Posted October 10th, 2011 at 5:10 pm (UTC-5)
Leave a comment

Belgium is buying a subsidiary of the financially troubled Dexia bank, the first European bank heading toward possible collapse because of the regional debt crisis.

The government says it is paying $5.4 billion for Dexia's Belgian subsidiary. Members of Qatar's royal family already have said they will pay $1.4 billion to buy the bank's Luxembourg division. Dexia's board is negotiating the sale of its French local public finance unit to two French state-owned financial institutions.

The French, Luxembourg and Belgian governments also say they will provide an additional $121 billion in funding guarantees for the bank for up to 10 years.

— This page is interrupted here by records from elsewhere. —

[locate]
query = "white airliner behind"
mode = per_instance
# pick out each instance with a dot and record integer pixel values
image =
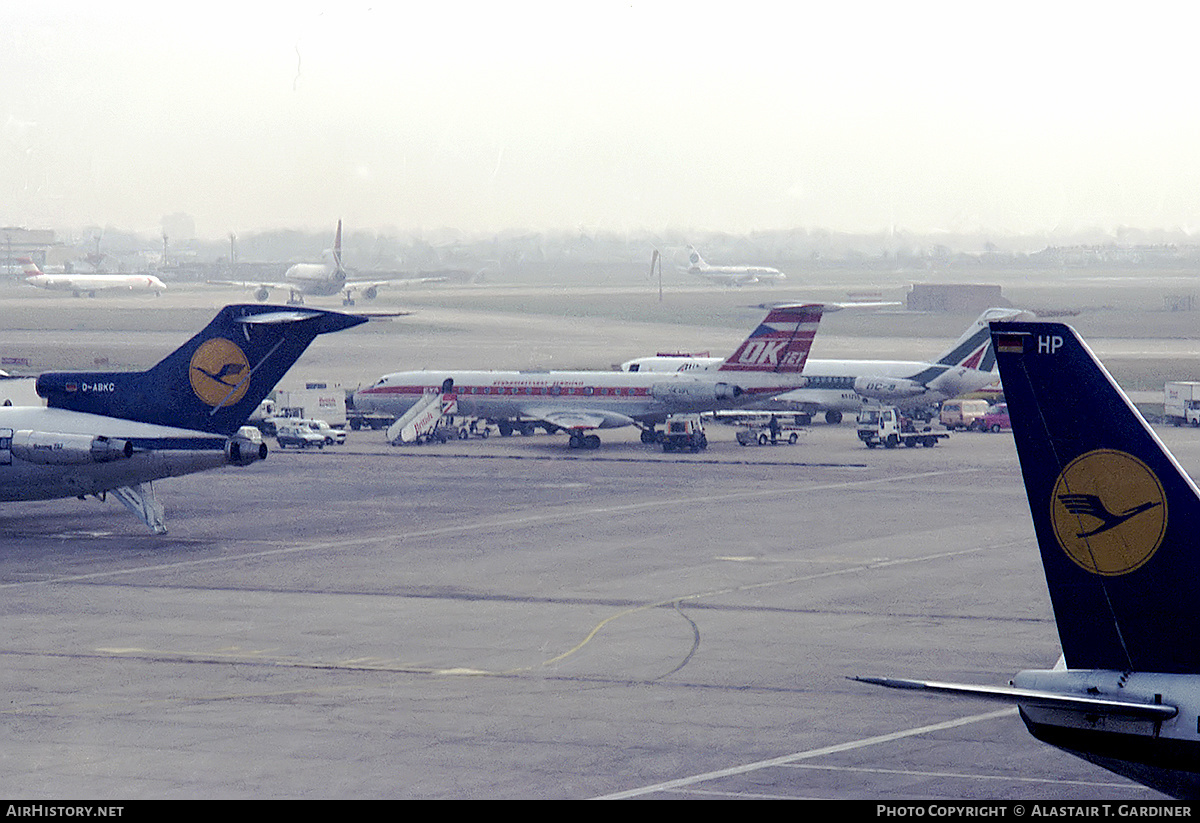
(837, 386)
(89, 284)
(327, 278)
(731, 275)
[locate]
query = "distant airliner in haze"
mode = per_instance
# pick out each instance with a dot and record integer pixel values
(769, 361)
(1116, 521)
(89, 284)
(731, 275)
(325, 278)
(117, 432)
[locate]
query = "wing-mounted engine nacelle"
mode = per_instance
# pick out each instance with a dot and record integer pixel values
(688, 392)
(245, 448)
(887, 388)
(57, 449)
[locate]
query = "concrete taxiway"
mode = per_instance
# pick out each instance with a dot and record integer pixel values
(505, 618)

The three governments stepped in to sell off the healthy parts of the troubled bank, which was severely hurt by holding too much debt from Greece, Italy and some local U.S. governments. Other banks increasingly were reluctant to lend money to Dexia, worried that it would collapse and they would not be repaid.

Belgian officials say the infusion of cash and loan guarantees that customer deposits at Dexia are secure.

Greece said Monday it has concluded talks with international creditors who have been reviewing the country's austerity budget measures. Greece needs their approval to get an $11 billion payment from its $159 billion bailout from last year. Greek Finance Minister Evangelos Venizelos said he expects to get the $11 billion before the country runs out of cash next month, so that it can avoid a default.

U.S. Vice President Joe Biden will travel to Greece in December to continue what the White House calls its close dialogue and cooperation with the Greek government. Mr. Biden also will attend the Global Entrepreneurship Summit in Istanbul, Turkey.

European leaders have been hard-pressed to stay a step ahead of the spreading debt crisis, which has worried investors across the globe.

French President Nicolas Sarkozy and German Chancellor Angela Merkel met in Berlin and promised a “global, lasting and quick response” to Europe's financial problems. They declined to give any details of their plans, which Mrs. Merkel said are still a work in progress. But Mr. Sarkozy said they include adding new funding for banks faced with losses.

U.S. President Barack Obama telephoned Mr. Sarkozy and British Prime Minister David Cameron Monday. The White House says all three agreed on the need for decisive action to resolve Europe's debt crisis and assure a global economic recovery.

In Slovakia, lawmakers are struggling to reach agreement on whether to approve expansion of the eurozone's bailout fund to assist countries that need international aid.

Slovak Prime Minister Iveta Radicova threatened to resign if the measure is not approved in a vote set for Tuesday. Opponents say the country is too poor to guarantee a proposed $10 billion share of the proposed $589 billion fund.

All eurozone countries except Malta and Slovakia have approved the expanded fund.